4.- En relación con la participación conjunta de todos los acusados, la sentencia tiene en consideración que los cuatro eran transportistas autónomos, propietarios de cabezas tractoras que intercambiaban para realizar los transportes. El hecho de que todos vivieran en el mismo domicilio, no deja de ser un dato indiferente, pero más sugerente es que los contenidos de los RMS apuntan a ellos y que todas las apropiaciones de bobinas se produjeron en un corto espacio de tiempo, lo que sugiere la existencia de un plan y un acuerdo para consumar cuanto antes sus propósitos.
Por lo expuesto el motivo debe ser desestimado
QUINTO.- Nos queda por examinar el motivo segundo en el que se denuncia la indebida aplicación del artículo 116.1º del Código Penal , pues a su juicio no existieron daños o perjuicios y no debería haberse declarado la responsabilidad civil.
1.- Sostiene que la sentencia no declara la existencia de responsabilidad civil en favor de la empresa DVP, que era la destinataria de las bobinas que se apropiaron los acusados.
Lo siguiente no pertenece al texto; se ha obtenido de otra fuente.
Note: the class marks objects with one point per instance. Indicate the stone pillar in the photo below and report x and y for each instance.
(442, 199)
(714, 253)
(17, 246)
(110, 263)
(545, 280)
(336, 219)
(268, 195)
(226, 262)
En consecuencia, llega a la conclusión de que, los 656.590,05? que se han señalado como perjuicio, están vagando a la busca de un dueño.
2.- Las alegaciones de la defensa son artificiosas y basadas en argumentos inconsistentes. Nadie discute que un delito de apropiación indebida de objetos de este valor genera una responsabilidad civil por el importe de los objetos apropiados. La tasación no es impugnada por la parte recurrente, por lo que solamente se centra en la inexistencia de perjuicio.
3.- La realidad es muy distinta. El Tribunal, de manera correcta ha determinado el valor de lo apropiado, pero ante la duda de su verdadero destino, que en primer lugar y a primera vista es la empresa destinataria, no descarta la posibilidad de que pudiera ser la empresa matriz la perjudicada o, incluso, que una vez hechas la averiguaciones correspondientes en ejecución de sentencia, como permite el artículo 115 del Código Penal , se determine a quien se debe entregar la cantidad mencionada que, a primera vista, le correspondería a DVP sin excluir, como hemos dicho, las otras opciones.
Por lo expuesto el motivo debe ser desestimado
Fallo
FALLAMOS: QUE DEBEMOS DECLARAR Y DECLARAMOS NO HABER LUGARAL RECURSO DE CASACIÓN interpuesto por la representación procesal de Nicolas , Severiano , Ruth y Juan Miguel , contra la sentencia dictada el día 1 de Junio de 2010 por la Audiencia Provincial de Barcelona, Sección 5ªen la causa seguida contra los mismos por delito de apropiación indebida. Condenamos a los recurrentes al pago de las costas causadas . Comuníquese esta resolución a la Audiencia mencionada a los efectos oportunos con devolución de la causa en su día remitida.
Así por esta nuestra sentencia, que se publicará en la Colección Legislativa lo pronunciamos, mandamos y firmamos Joaquín Giménez García Andres Martinez Arrieta Francisco Monterde Ferrer Manuel Marchena Gomez Jose Antonio Martin Pallin
PUBLICACION .- Leida y publicada ha sido la anterior sentencia por el Magistrado Ponente Excmo. Sr. D Jose Antonio Martin Pallin , estando celebrando audiencia pública en el día de su fecha la Sala Segunda del Tribunal Supremo, de lo que como Secretario certifico.